The FDA has accepted a supplemental new drug application (sNDA) seeking expanded indication for darolutamide (Nubeqa) in combination with androgen deprivation therapy (ADT) for the treatment of patients with metastatic hormone-sensitive prostate cancer (mHSPC). The sNDA is supported by data from the phase 3 ARANOTE trial (NCT04736199). Darolutamide is currently approved by the FDA for use in combination with docetaxel for the treatment of patients with mHSPC and as a monotherapy for patients with nonmetastatic castration-resistant prostate cancer.
ARANOTE Trial Results
Results from the ARANOTE trial presented at the 2024 ESMO Congress demonstrated a 46% reduced risk of radiographic progression or death with darolutamide/ADT compared with placebo plus ADT (HR, 0.54; 95% CI, 0.41-0.71; P <.0001). This met the primary endpoint of the study. At 24 months, the radiologic progression-free survival (rPFS) rates were 70.3% in the darolutamide arm vs 52.1% in the placebo group. The median rPFS was not reached (NR; 95% CI, NR-NR) vs 25.0 months (95% CI, 19.0-NR), respectively.

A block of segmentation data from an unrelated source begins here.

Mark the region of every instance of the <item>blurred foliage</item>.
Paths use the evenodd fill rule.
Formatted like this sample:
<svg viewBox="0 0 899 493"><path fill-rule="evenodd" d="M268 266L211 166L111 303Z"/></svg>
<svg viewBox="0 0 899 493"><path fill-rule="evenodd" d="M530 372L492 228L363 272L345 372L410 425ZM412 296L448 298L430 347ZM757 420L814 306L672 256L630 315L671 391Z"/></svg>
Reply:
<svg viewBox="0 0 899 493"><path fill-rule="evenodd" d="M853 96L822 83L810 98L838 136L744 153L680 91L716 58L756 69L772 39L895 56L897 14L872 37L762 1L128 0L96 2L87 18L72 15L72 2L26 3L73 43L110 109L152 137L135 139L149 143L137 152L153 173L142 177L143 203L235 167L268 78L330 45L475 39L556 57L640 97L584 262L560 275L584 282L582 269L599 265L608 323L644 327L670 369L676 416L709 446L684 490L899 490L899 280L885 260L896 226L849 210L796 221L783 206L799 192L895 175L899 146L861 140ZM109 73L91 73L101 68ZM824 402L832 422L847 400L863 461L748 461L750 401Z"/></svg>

The darolutamide plus ADT combination also showed benefit across all secondary endpoints, although overall survival (OS) data were immature at the time of the primary analysis. The safety profile of darolutamide was consistent with previous findings, with no new safety signals identified with darolutamide plus ADT. The incidence of treatment-emergent adverse effects (AEs) was low across both arms, with a similar proportion of grade 3 or higher AEs observed.
About the ARANOTE Trial
The ARANOTE trial is a randomized, double-blind, placebo-controlled trial evaluating the safety and efficacy of darolutamide plus ADT vs placebo plus ADT in patients with mHSPC. Patients with histologically or cytologically confirmed prostate adenocarcinoma, metastatic disease, an ECOG performance status of 0 to 2, and adequate bone marrow, liver, and renal functions were eligible for enrollment. Patients must have started ADT with or without first-generation antiandrogen, but not earlier than 12 weeks prior to randomization.

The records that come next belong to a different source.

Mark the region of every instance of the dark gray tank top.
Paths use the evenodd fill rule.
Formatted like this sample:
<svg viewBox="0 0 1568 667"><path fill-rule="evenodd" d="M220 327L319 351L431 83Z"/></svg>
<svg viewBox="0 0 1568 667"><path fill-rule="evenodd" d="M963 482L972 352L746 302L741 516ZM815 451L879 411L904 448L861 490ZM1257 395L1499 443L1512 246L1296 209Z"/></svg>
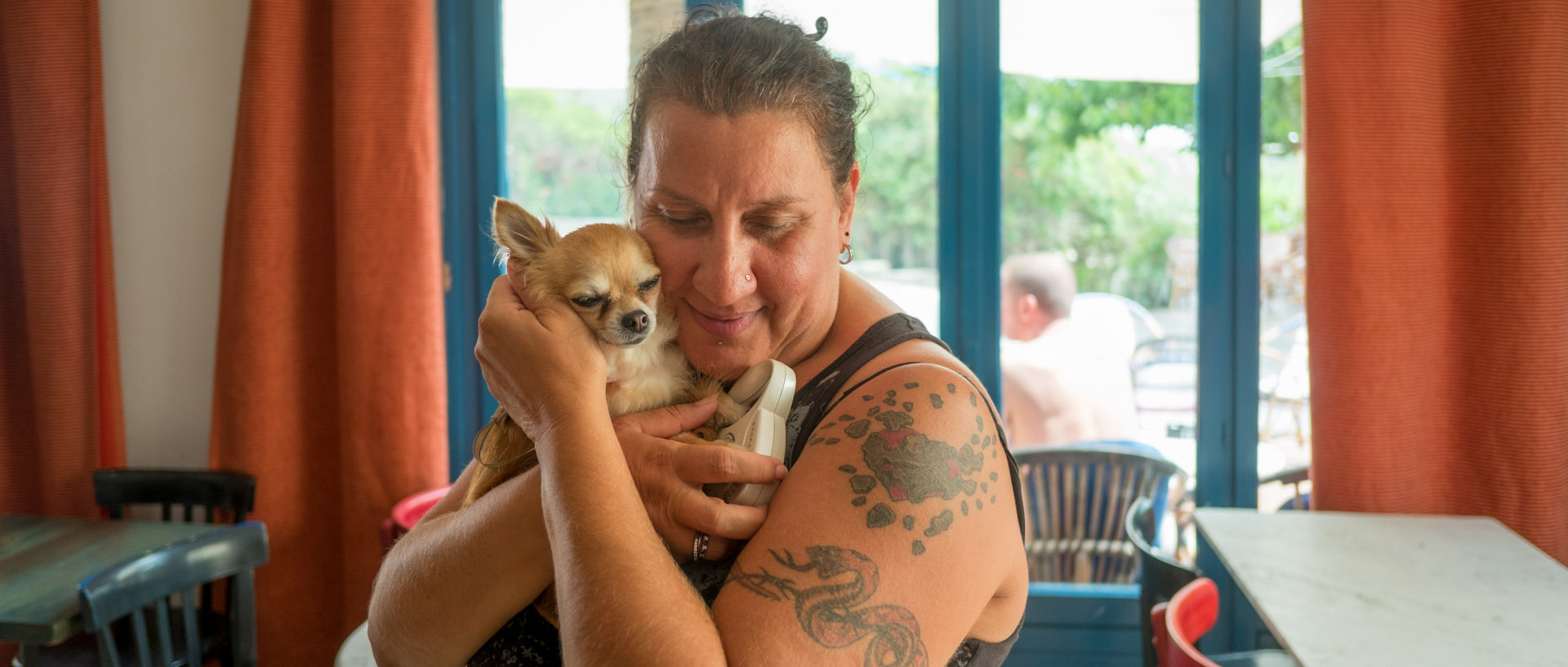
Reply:
<svg viewBox="0 0 1568 667"><path fill-rule="evenodd" d="M839 359L833 360L817 377L801 385L795 391L795 402L789 413L786 437L789 438L789 449L784 454L784 465L793 467L795 460L806 449L806 438L815 424L828 415L839 401L855 391L859 385L869 382L883 373L894 368L905 366L908 363L898 363L883 368L856 382L855 387L844 388L845 382L856 371L861 370L877 355L892 349L898 343L909 340L930 340L947 349L947 343L936 338L920 324L919 319L905 315L894 313L889 315L866 334L850 344L850 349L844 351ZM985 395L985 391L980 391ZM1002 440L1002 452L1007 454L1007 470L1013 476L1013 504L1018 510L1018 532L1024 534L1024 496L1022 484L1018 479L1018 462L1013 460L1013 454L1007 446L1007 434L1002 431L1002 421L996 415L996 409L989 406L991 421L996 424L997 437ZM691 581L691 586L702 593L702 600L709 604L718 597L718 590L724 587L724 579L729 578L729 568L735 564L734 556L724 561L698 561L685 564L681 570ZM1000 642L983 642L978 639L964 639L953 651L953 656L947 661L949 667L1000 667L1002 661L1007 658L1008 651L1013 650L1013 644L1018 642L1018 633L1022 629L1024 623L1019 620L1018 628L1013 634ZM561 664L561 634L550 622L544 620L533 606L525 608L517 612L506 625L500 626L494 636L478 653L469 659L469 667L513 667L513 665L546 665L554 667Z"/></svg>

Patients were randomly assigned in a 2:1 ratio to receive either darolutamide at 600 mg twice daily with ADT (n = 446) or placebo in combination with ADT (n = 223). The primary endpoint was rPFS, measured as time from randomization to the date of first documentation of radiological disease progression or death due to any cause. Secondary endpoints included OS, time from randomization to the date of first castration-resistant event, time to initiation of subsequent anti-cancer therapy, time to prostate-specific antigen (PSA) progression, PSA undetectable rates, time to pain progression, and safety.
Ongoing Darolutamide Studies
In addition to the ARANOTE trial, darolutamide is being evaluated in the phase 3 ARASTEP trial (NCT05794906) in combination with ADT for high-risk biochemical recurrence HSPC without metastatic disease detected by conventional imaging, and a positive prostate-specific maturation antigen PET/CT scan at baseline. It is also being studied in the phase 3 DASL-HiCaP study (ANZUP1801) of adjuvant darolutamide for localized prostate cancer with a high risk of recurrence.